One Love. Chapter 7 (by : 신리현)



“Apa? Oh, ya ya ya. Aku sudah tau mengenai hal itu. Hm, baiklah. Nanti akan ku selesaikan. Ne? (ya?) Apa lagi? Ooh, arasseo (aku mengerti). Sudah dulu ya. Aku tunggu kehadiranmu besok di kantor.” Awan menutup teleponnya dan memasukkan ponselnya ke dalam saku celananya. Hari ini ia sengaja tidak masuk kantor dan memilih untuk berjalan-jalan. Tapi entah apa yang membuat langkahnya membawanya ke rumah Rihyun. Ia berhenti saat melihat Rihyun yang sedang bersiap-siap di depan rumahnya, ingin berangkat ke radio. Awan buru-buru berlari dan menghampiri Rihyun.

“Annyeong haseyo (apa kabar), Rihyun-ah.” Sapanya ramah kepada Rihyun. Rihyun menengok dan sedikit terkejut saat menyadari bahwa yang sekarang berada di sebelahnya adalah Awan. Rihyun melengos, mengalihkan pandangannya dan tidak mengacuhkan Awan.  Ia benar-benar tidak suka melihatnya.

“Ng.. Mianhae (Aku minta maaf).” Ucap Awan pelan, hampir membuat Rihyun tidak percaya.

“Mwo? (apa?)” tanya Rihyun balik pura-pura tidak mengerti. Padahal kata-kata itulah yang sudah ia tunggu-tunggu sejak sekian lama. Rihyun menghentikan langkahnya dan menatap Awan.

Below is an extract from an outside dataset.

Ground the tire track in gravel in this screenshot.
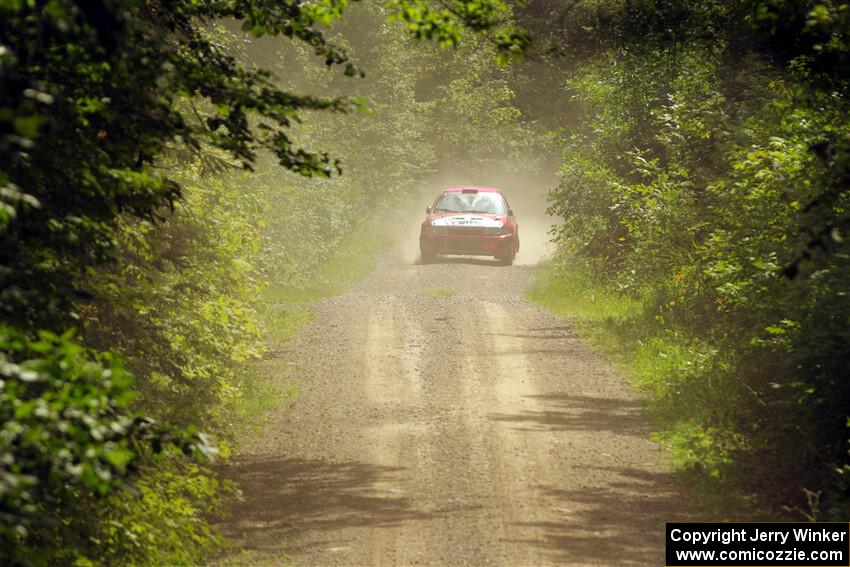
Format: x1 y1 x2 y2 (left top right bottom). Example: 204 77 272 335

“Nan (aku).. nan jeongmal mianhae (aku sungguh-sungguh minta maaf). Jinjja mianhae. (benar-benar minta maaf)” Ucap Awan sekali lagi, tapi kali ini lebih keras dari yang sebelumnya. Seolah ingin meyakinkan Rihyun mengenai ucapannya.

“Untuk apa? Oh~ karena kau telah membuat hubunganku dengan Eunhyuk kacau sekarang ini? Dwaesseo (sudahlah), lupakan saja.” Tebak Rihyun asalan. Begitu banyak hal buruk yang telah Awan lakukan padanya, ia sendiri sampai bingung. Dan Awan hanya mengucapkan satu kata, “Mianhae” untuk semuanya? Sangat tidak adil.

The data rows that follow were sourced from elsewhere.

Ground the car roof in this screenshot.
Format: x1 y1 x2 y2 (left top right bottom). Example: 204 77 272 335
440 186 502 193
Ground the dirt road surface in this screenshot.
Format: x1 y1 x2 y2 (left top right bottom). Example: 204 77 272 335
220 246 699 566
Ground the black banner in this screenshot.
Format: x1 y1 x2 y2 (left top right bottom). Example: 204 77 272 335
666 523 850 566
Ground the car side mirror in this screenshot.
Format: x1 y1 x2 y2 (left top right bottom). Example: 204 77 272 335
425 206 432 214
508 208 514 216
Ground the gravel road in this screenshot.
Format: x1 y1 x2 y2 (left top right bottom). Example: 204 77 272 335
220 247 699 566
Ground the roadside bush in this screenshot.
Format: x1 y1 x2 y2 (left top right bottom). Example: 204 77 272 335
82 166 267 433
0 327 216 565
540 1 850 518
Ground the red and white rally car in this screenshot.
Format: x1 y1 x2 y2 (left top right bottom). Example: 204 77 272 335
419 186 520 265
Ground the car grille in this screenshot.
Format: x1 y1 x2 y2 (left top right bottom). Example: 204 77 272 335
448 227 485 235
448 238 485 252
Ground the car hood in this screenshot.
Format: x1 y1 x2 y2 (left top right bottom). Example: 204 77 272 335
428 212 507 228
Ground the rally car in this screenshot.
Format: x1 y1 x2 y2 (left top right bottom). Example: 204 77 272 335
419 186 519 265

“Bukan. Aku tidak menyesal untuk itu. Aku ingin meminta maaf atas sikapku dulu padamu. Aku menyesal kenapa aku harus meninggalkanmu dulu sampai membuatmu lari ke Korea seperti sekarang. Sungguh, aku minta maaf.” Kali ini Awan menjelaskannya dalam Bahasa Indonesia, tidak ingin orang-orang di jalan itu mengetahui apa yang sedang ia bicarakan.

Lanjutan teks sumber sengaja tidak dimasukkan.